(JNS) Die ultraorthodoxe Stadt Beitar Illit in Gush Etzion – bereits eine der größten in Judäa und Samaria – soll in den kommenden Jahren ihre Größe verdoppeln, berichtete die Tageszeitung Israel Hayom am Mittwoch.
Die Pläne für die Erweiterung, die sich bereits in einem fortgeschrittenen Stadium befinden, sehen laut dem Bericht eine Vergrößerung des Territoriums der charedischen Stadt um 900 Dunam (222 Hektar) vor.
Neben dem Erweiterungsplan fördert das israelische Ministerium für Bauwesen und Wohnungsbau einen Plan zum Bau von 5.000 neuen Wohneinheiten in der Stadt, hieß es.
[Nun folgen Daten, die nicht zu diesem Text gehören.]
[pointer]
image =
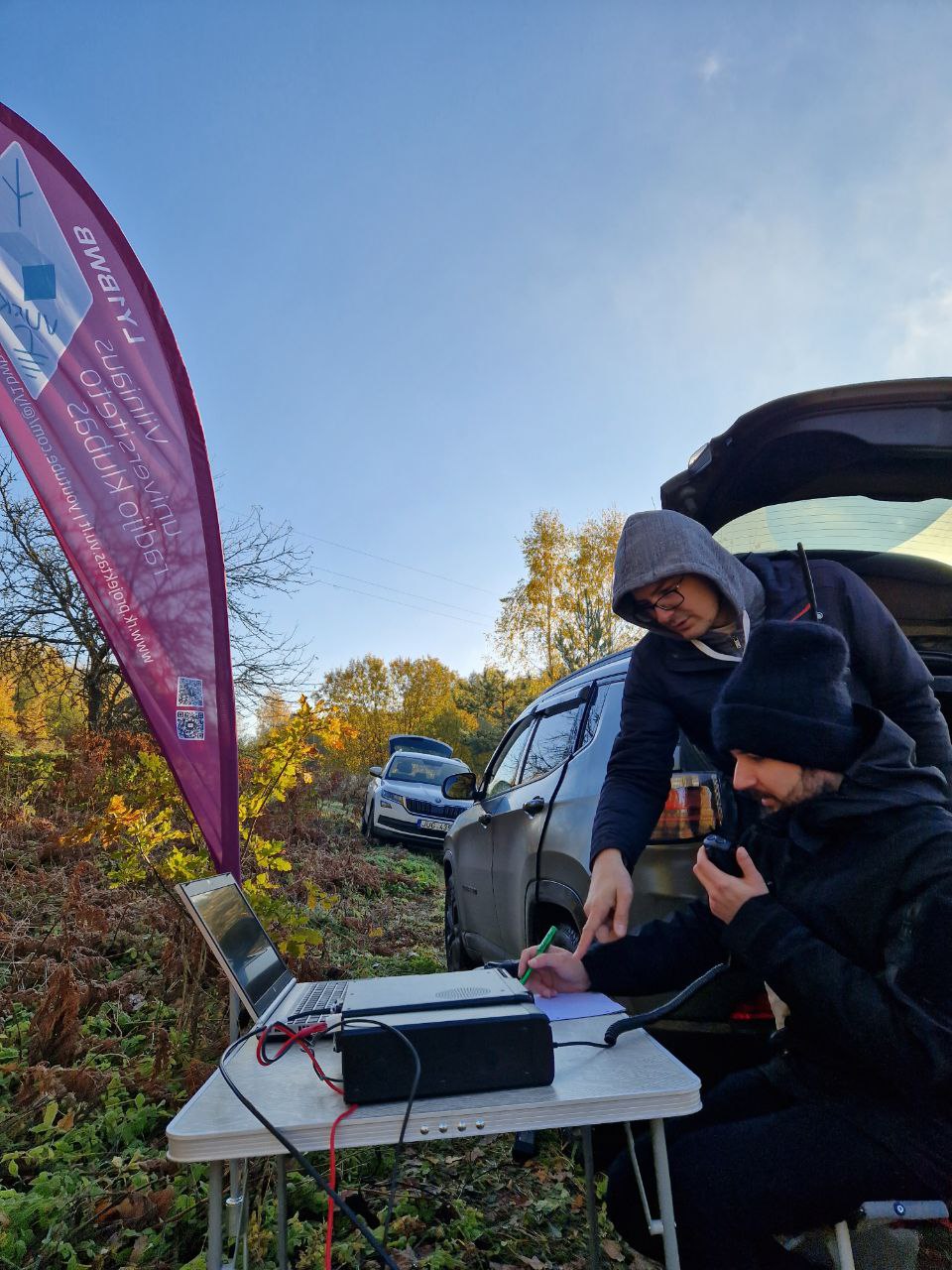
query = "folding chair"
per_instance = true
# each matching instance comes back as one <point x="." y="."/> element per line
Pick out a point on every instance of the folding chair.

„Das sind wirklich wunderbare Nachrichten für unsere Stadt, die sich nach einem größeren Angebot an Wohnraum und ganz allgemein nach einer Stärkung der jüdischen Besiedlung im Land Israel sehnt“, erklärte Bürgermeister Meir Rubinstein.
„Ich möchte allen danken, die sich für die Erweiterung unserer Stadt und die Lösung der Wohnungsnot eingesetzt haben“, sagte er gegenüber Israel Hayom.
Am 1. Januar 2025 hatte Beitar Illit über 70.000 Einwohner und war damit nach Modi’in Illit, einer weiteren ultraorthodoxen jüdischen Stadt, die zweitgrößte Gemeinde in Judäa und Samaria.
Siehe auch: Israel plant Bau von 6.000 Wohneinheiten in Judäa und Samaria
Eine Ende letzten Jahres vom Chef des israelischen Verteidigungskommandos, Generalmajor Avi Bluth, unterzeichnete Anordnung könnte einen massiven Aufschwung des Bauwesens in den Städten Judäas und Samariens auslösen.
Die Anordnung der israelischen Streitkräfte, mit der die bisher nur innerhalb der Grenzen Israels von 1967 geltenden Gesetze zur Stadterneuerung auf Judäa und Samaria ausgeweitet wurden, könnte den Bau von Zehntausenden von Wohneinheiten in der Region ermöglichen.
Die Gemeinden in Judäa und Samaria können nun Stadterneuerungsprojekte durch verkürzte Planungsverfahren genehmigen, die keiner politischen Zustimmung bedürfen.
Die jüdische Bevölkerung in Judäa und Samaria beträgt laut einem am 1. Januar veröffentlichten Bericht, der sich auf Daten des Innenministeriums stützt, 529.455 Einwohner.
Das natürliche Wachstum der Region dürfte bis 2030 zu einer Bevölkerung von über 600.000 Einwohnern führen, bis 2035 zu fast 700.000 und bis 2050 zu über einer Million, heißt es in dem Bericht weiter.